Penerbitan buku-buku atas nama sejarah, dari masa klasik (pre-literacy era), Hindu, Buddha, Islam, sampai masa kontemporer ini, bukanlah soal kebenaran sejarah yang mengalami mitologisasi semata, tetapi lebih serius terkait dengan wajah kejujuran berbangsa dan bernegara. Bagaimana mitos-mitos dapat menjadi dan diyakini sebagai sebuah kebenaran sejarah? 


Minimnya tulisan sejarah dan tidak adanya kemauan akademik yang serius terkait rekonstruksi sejarah bangsa ini sangat memungkinkan menyebabkan munculnya tulisan-tulisan “pseudo-history”, bukan tulisan sejarah tetapi dianggap tulisan sejarah di mana di ranah publik justru menjadi kebenaran itu sendiri. Sementara itu, kajian sejarah serius hanya muncul di rak perpustakaan yang lusuh tanpa pembacaan ulang dan interpretasi baru. 

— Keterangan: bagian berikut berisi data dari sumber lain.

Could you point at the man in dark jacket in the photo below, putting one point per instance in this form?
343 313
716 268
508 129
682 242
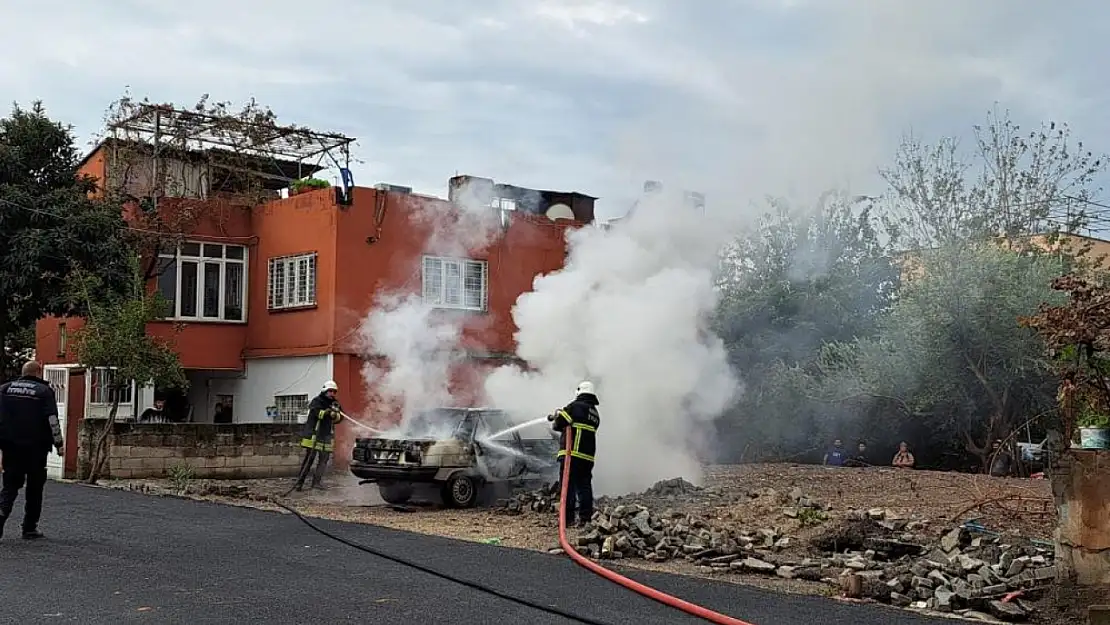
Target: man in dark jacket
579 420
319 436
28 429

Ironi sebuah bangsa yang hidup dan berkembang di tengah-tengah mitos dan dibangun atas kesadaran mitologis. Tidak jarang, “pseudo history” yang mistis ini justru sering menjadi alat legitimasi yang absolut dan memberi daya paksa di atas kebenaran sejarah. 


Rekonstruksi “Sejarah”

Di sinilah merekonstruksi sejarah Indonesia, termasuk sejarah kepahlawanan, menjadi keharusan sejarah sebagai langkah membuka kebenaran dan kejujuran sejarah bangsa. Menulis sejarah adalah menulis kejujuran yang diperkuat dengan argumentasi dan narasi yang nalar dan rasional. 

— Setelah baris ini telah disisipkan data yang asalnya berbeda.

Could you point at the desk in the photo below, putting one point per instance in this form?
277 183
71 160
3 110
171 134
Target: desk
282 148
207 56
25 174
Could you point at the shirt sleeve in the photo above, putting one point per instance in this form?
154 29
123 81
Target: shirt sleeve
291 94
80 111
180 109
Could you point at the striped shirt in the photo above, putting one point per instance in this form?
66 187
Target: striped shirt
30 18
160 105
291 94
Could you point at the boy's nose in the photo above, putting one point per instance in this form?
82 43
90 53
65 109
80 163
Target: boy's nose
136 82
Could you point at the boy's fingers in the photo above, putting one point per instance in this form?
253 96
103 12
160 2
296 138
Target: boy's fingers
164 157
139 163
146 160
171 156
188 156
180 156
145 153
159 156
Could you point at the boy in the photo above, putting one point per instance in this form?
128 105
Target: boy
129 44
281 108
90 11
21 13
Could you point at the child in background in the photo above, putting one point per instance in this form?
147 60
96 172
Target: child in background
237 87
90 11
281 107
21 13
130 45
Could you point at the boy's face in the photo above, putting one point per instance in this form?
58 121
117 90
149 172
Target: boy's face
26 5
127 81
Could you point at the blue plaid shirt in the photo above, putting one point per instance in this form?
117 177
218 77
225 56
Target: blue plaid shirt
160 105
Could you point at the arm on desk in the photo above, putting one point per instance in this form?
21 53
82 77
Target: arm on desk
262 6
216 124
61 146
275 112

Di sini sejarah tidak lagi hanya berkutat pada persoalan stigma pembenaran atau penidakbenaran sebuah peristiwa sejarah, tetapi menjadi wajah sebuah bangsa. 

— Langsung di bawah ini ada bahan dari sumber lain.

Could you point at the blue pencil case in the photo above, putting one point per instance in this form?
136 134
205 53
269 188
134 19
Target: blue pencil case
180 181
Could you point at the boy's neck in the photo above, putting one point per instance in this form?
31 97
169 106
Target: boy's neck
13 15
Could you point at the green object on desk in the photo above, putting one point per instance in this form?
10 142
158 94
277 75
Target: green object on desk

Terkait penulisan dan pengungkapan sejarah kepahlawanan, paling tidak hal ini menjadi cermin bagaimana bangsa ini direkonstruksi. Artinya, penulisan dan kajian terhadap kepahlawanan tidak sekadar menulis sebuah biografi yang dianggap memiliki kemampuan melampaui sejarahnya, tetapi harga yang mahal yang namanya “menulis wajah sendiri” sebagai bangsa akan dpertaruhkan. 


Sejarah bukanlah kebenaran absolut untuk menghakimi sebuah peristiwa, tetapi sejarah, paling tidak, akan memberikan solusi karut-marutnya pemikiran faktual tentang bangsa. Demitologisasi kepahlawanan seharusnya sudah menjadi komitmen untuk sebuah harga diri bangsa melalui kejujuran sejarah. 


Dengan demikian, paling tidak penulisan ulang tidak justru menambah mitos-mitos baru, yang semakin menjadikan bangsa ini menjadi bangsa yang ahistoris.